Download the appropriate STAR executable. (Select STAR or STARlong. Right click View Raw and select copy link address. In your terminal, navigate to the appropriate folder and download STAR.

wget https://github.com/alexdobin/STAR/blob/master/bin/Linux_x86_64/STAR?raw=true --no-check-certificate
chmod u+x STAR

STARlong is more efficient for reads > 200b but is incompatible with Cufflinks. 'No check certificate' allows us to download from GitHub. 'chmod' allows us to execute STAR.

That's it!

Generating Genome Indices.

Before we run STAR, we have to generate the genome we are going to align to. You need reference genome sequences (FASTA files) and an annotation file (.GTF) [MATT WRITE HERE!]

Basic Options for STAR: 
 --runThreadN NumberOfThreads
 --runMode genomeGenerate
 --genomeDir /path/to/genomeDir
 --genomeFastaFiles /path/to/genome/fasta1 \
/path/to/genome/fasta2 ...
 --sjdbGTFfile /path/to/annotations.gtf
 --sjdbOverhang ReadLength-1

Threads indicates the amount of cores you will be using on Pegasus, sjdbOverhang specifies the length of the sequence around each annotated junction. This ideally is the length of your read "-1". However, you can very frequently use 100 in generic cases.

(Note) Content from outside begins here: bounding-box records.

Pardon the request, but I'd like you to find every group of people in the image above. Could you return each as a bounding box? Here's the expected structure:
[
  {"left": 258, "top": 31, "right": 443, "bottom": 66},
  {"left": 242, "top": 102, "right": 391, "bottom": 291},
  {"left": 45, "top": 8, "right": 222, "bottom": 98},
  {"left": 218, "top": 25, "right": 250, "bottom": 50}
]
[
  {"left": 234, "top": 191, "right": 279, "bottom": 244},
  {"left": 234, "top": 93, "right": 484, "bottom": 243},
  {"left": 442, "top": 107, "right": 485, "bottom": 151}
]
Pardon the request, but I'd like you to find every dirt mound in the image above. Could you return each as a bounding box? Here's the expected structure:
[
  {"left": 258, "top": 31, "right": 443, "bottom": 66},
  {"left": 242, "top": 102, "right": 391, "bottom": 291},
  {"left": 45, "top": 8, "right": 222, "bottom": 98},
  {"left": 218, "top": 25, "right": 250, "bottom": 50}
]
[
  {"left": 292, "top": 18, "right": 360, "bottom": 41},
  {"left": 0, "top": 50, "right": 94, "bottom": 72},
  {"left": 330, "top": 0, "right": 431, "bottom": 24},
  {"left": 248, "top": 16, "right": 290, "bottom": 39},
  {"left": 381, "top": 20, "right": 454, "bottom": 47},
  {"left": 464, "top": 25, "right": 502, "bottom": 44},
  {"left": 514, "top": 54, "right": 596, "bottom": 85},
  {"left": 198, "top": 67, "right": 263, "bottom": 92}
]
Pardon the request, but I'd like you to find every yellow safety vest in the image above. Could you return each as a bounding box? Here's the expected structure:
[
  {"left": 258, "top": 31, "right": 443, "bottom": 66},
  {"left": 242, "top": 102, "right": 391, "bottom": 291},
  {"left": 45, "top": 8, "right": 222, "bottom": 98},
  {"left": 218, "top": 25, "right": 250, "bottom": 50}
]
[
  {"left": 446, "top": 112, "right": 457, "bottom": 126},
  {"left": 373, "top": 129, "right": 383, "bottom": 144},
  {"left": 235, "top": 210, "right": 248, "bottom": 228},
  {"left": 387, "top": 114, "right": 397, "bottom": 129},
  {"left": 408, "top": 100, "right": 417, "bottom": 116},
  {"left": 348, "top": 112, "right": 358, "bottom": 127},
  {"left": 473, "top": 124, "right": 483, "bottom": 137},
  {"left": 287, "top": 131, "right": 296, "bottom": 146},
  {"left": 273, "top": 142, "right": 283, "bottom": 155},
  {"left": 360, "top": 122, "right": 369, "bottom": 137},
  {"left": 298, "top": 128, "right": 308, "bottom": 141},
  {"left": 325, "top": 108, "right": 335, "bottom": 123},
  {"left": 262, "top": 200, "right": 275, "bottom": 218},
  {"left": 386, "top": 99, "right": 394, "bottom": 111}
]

NOTE: Make sure that you select the queue "bigmem" for generating the genome index and for running STAR. STAR requires "big memory" (bigmem), and the queue is aptly named to explain what it is used for. So don't run this on another queue; it will fail. And we will laugh at you...

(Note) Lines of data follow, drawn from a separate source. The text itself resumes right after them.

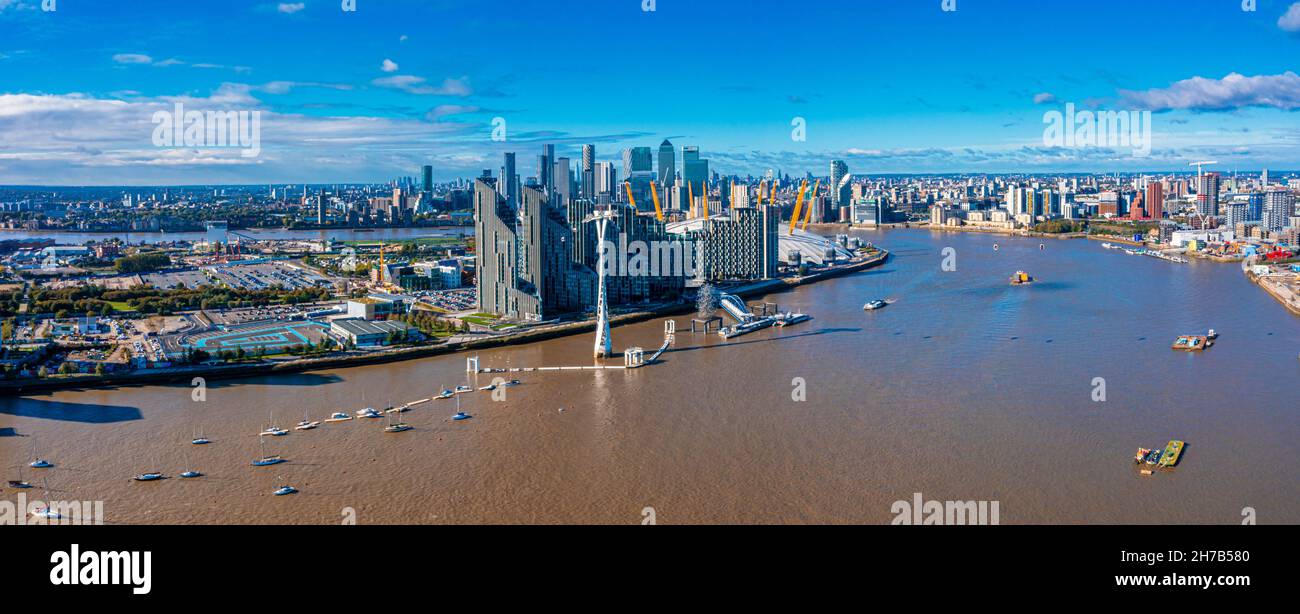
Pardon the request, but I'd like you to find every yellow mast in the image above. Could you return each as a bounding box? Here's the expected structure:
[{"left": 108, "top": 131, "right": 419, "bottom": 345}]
[
  {"left": 800, "top": 180, "right": 822, "bottom": 230},
  {"left": 790, "top": 180, "right": 813, "bottom": 234}
]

The script below that shows how to generate the genome indices serves as an example on how to set the queue properly. I stored my newly created directory in a folder called "genomeindices" and I keep my original fasta/annotation files in "Genomefiles"

#!/bin/bash
#BSUB -J deplex
#BSUB -o %J.out
#BSUB -e %J.err
#BSUB -q bigmem
#BSUB -W 48:00
#BSUB -n 16
#BSUB -r "span[ptile=8]"
#BSUB -B
#BSUB -u [email protected]
#BSUB -N
#BSUB -P hlab

/nethome/louiscai/Github/STAR/STAR --runThreadN 16 --runMode genomeGenerate \
--genomeDir /nethome/louiscai/Github/genomeindices --genomeFastaFiles \
/nethome/louiscai/Github/Genomefiles/Homo_sapiens.GRCh37.75.dna.primary_assembly.fa \
--sjdbGTFfile /nethome/louiscai/Github/Genomefiles/gencode.v19.annotation.gtf \
--sjdbOverhang 100

STAR requires more RAM than General has. That's why we use bigmem on Pegasus.